Huckabee's Next Religion Test

By: Jacques Berlinerblau

January 6, 2008

Now I esteem Chuck Norris and three-chord Rock as much as the next guy, but I am still a tad skeptical about Mike Huckabee's chances of winning his party's presidential nomination. It seems doubtful, for example, that he will carry New Hampshire--if only because Evangelicals there do not comprise anywhere near the 38% of Republican voters that they do in Iowa. It is estimated that about 18% of the Republican electorate in New Hampshire is Evangelical (versus, incidentally, a whopping 53% in South Carolina).

It is for this reason that Tuesday’s New Hampshire primary is our friend, our teacher. It wants to help us answer a question and that question is: will Republicans and Independents with no particular investment in a biblical worldview (though with no particular disdain for it either) find something else about Huckabee that convinces them to vote for him?

I might be wrong but I am going to assume that the answer to that question is “no.” And now Mike Huckabee’s candidacy becomes our friend and our teacher as well. For his autumnal surge permits us to ponder a theory that has been widely discussed over the past year. Namely, that the GOP is a house divided. On one side, so goes the theory, stand the Conservative Christians. On the other, everyone else.
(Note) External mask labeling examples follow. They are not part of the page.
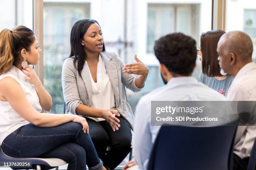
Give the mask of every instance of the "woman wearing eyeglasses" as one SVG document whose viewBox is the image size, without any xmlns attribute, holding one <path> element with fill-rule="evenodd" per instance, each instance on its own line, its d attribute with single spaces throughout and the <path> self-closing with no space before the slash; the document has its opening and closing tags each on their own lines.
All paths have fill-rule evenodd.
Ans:
<svg viewBox="0 0 256 170">
<path fill-rule="evenodd" d="M 230 75 L 223 75 L 218 60 L 218 42 L 225 31 L 214 30 L 202 34 L 201 45 L 197 54 L 202 63 L 202 72 L 199 81 L 226 96 L 233 78 Z"/>
</svg>

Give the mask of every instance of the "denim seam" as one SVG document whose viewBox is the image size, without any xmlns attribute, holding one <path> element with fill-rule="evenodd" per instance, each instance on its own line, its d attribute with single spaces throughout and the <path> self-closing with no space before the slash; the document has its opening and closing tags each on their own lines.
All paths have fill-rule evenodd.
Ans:
<svg viewBox="0 0 256 170">
<path fill-rule="evenodd" d="M 67 148 L 64 147 L 63 146 L 60 146 L 60 147 L 62 147 L 66 149 L 68 151 L 69 151 L 69 152 L 70 152 L 72 154 L 72 155 L 73 155 L 74 156 L 74 158 L 75 162 L 75 170 L 76 170 L 77 169 L 77 158 L 76 157 L 75 155 L 73 152 L 72 152 L 72 151 L 71 151 L 70 150 L 69 150 L 69 149 L 68 149 Z"/>
<path fill-rule="evenodd" d="M 19 154 L 20 155 L 20 158 L 23 158 L 23 156 L 22 155 L 22 154 L 21 153 L 21 152 L 20 150 L 18 150 L 18 149 L 15 149 L 15 148 L 13 148 L 13 147 L 8 145 L 7 145 L 7 144 L 6 144 L 5 143 L 3 142 L 2 143 L 2 145 L 3 146 L 3 147 L 4 147 L 3 148 L 3 150 L 4 150 L 4 147 L 9 147 L 11 149 L 13 149 L 13 150 L 16 150 L 16 151 L 17 151 L 19 153 Z"/>
<path fill-rule="evenodd" d="M 80 144 L 79 143 L 79 140 L 77 139 L 77 137 L 78 136 L 78 135 L 80 133 L 80 132 L 81 132 L 81 129 L 80 129 L 80 130 L 78 131 L 78 132 L 77 132 L 77 135 L 76 135 L 76 136 L 75 137 L 76 139 L 76 140 L 77 141 L 77 144 L 78 144 L 79 145 L 80 145 Z"/>
<path fill-rule="evenodd" d="M 19 137 L 50 137 L 50 136 L 66 136 L 67 135 L 75 135 L 75 134 L 63 134 L 63 135 L 44 135 L 41 136 L 25 136 L 23 135 L 19 135 L 16 134 L 16 136 L 18 136 Z"/>
</svg>

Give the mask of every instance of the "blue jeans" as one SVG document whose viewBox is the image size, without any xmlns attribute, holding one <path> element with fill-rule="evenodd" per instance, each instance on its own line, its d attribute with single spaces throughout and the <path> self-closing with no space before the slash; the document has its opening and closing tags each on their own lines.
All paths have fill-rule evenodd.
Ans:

If Huckabee comes in third or worse, it would raise concerns that he only excites the Party’s born-again contingent. If that is indeed the case then the entire forthcoming primary saga will be about finding a consensus candidate. The nominee will have to be acceptable to Evangelicals. But at the same time he will need to receive the support of the pro-Big Business faction, Libertarians, cigar-chomping blue bloods, neo-Conservatives and secular Republicans (remember them?), among others.

Mitt Romney and John McCain make adequate compromise candidates. Both have courted the Evangelical vote (McCain, however, emerged as a suitor only recently). Both could be acceptable to the non-Christian Conservative wing of the GOP.

Mike Huckabee and Rudy Giuliani are less well suited for this role. Huck--with his FairTax plan, with his informal just-‘a-sittin’-here-eatin’-some-ribs-and-thinkin’-about-the-world approach to foreign policy, with his excessive Christing-up--makes certain types of Republicans very nervous. While Giuliani initially polled well among Evangelicals, the mere presence of a Baptist pastor on the slate may have convinced them that they shouldn’t settle for a pro-Choice candidate whose character issues disturb them.

If Huckabee and Giuliani come to represent two opposing wings of the Party, then Romney, McCain or even Fred Thompson stand to benefit. This is the lesson that New Hampshire might teach us on Tuesday night.